Cable TV’s decision to pull plug on pay-TV operations a wake-up call for Hong Kong broadcasters, analysts say
- Operator will have to create own niche in free-to-air market, competing against TVB and Viu TV, which has cashed in on boy band Mirror’s star power
- Experts point to potential in Greater Bay Area, but Bruce Lui, senior lecturer in journalism at Baptist University, says move ‘very difficult’ financially

Hong Kong Cable Television’s decision to pull the plug on its pay-TV services casts a shadow over the sector’s future and reminds industry players their survival is at stake if they fail to churn out unique local productions that can appeal to a wider audience, analysts have said.

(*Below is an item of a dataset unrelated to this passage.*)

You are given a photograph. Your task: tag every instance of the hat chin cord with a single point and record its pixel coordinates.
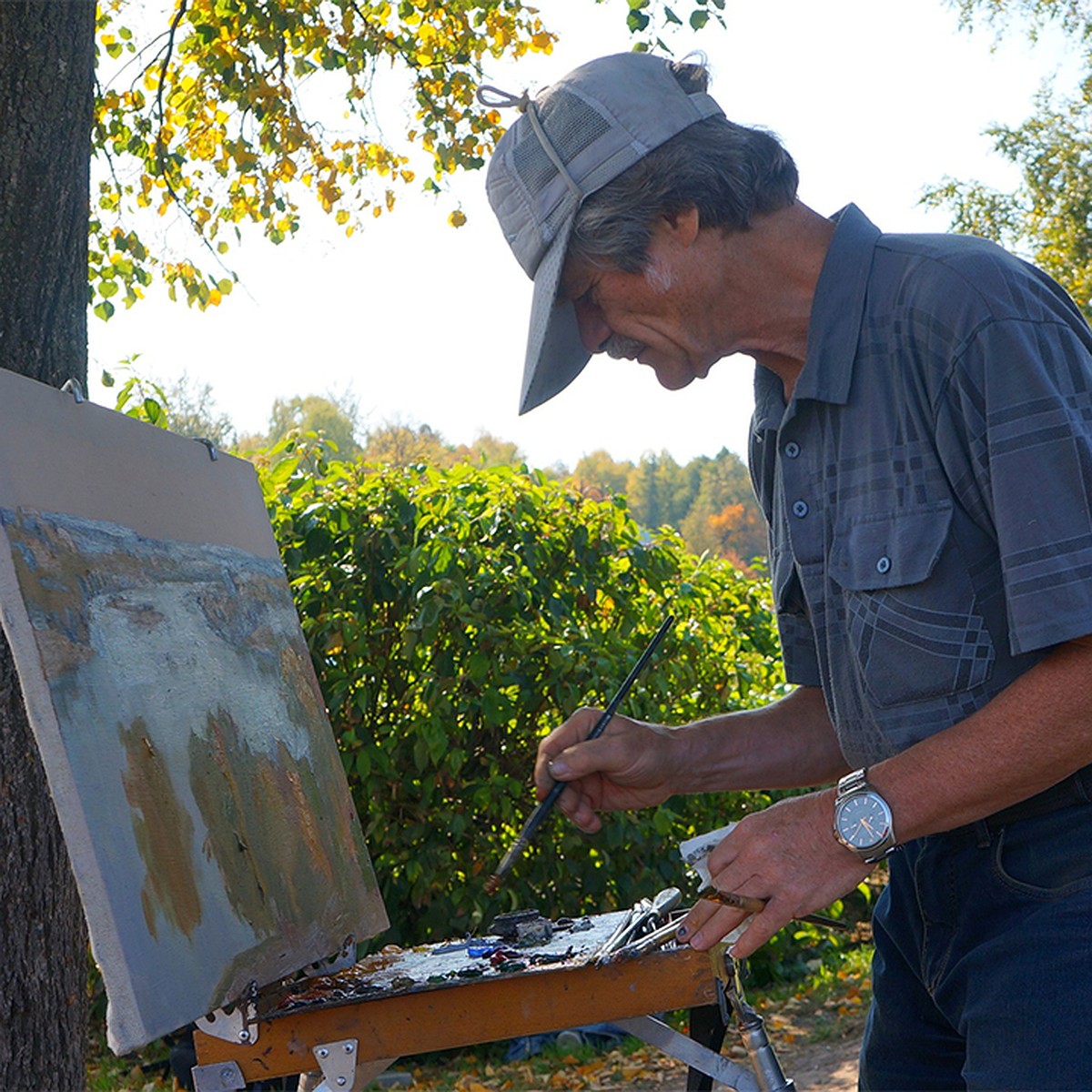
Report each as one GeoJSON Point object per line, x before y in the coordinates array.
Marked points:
{"type": "Point", "coordinates": [490, 96]}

The operator, known as Cable TV, surrendered its licence to the government six years ahead of schedule amid mounting financial losses and said it planned to focus on the development of free-to-air services. The move leaves the city with only one pay-TV station: Now TV.
The company will compete in the free-to-air market with Television Broadcasts (TVB) and ViuTV, owned by billionaire Richard Li Tzar-kai, the son of tycoon Li Ka-shing and also owner of Now TV.
“The group will continue to strengthen free TV content offered to audiences, and aim to seek suitable opportunities for international cooperation, as well as commencing production of a new television series,” it said on Tuesday.
Several analysts said the sudden move reflected the inevitable downfall of the local paid-TV market amid a rising number of younger people shifting to global streaming services such as Netflix and Disney, as well as other online media channels.
They warned that Cable TV would have to create its own niche in the free-to-air market, while competing against loss-making TVB and the budding ViuTV which has cashed in on the star power of local boy band Mirror.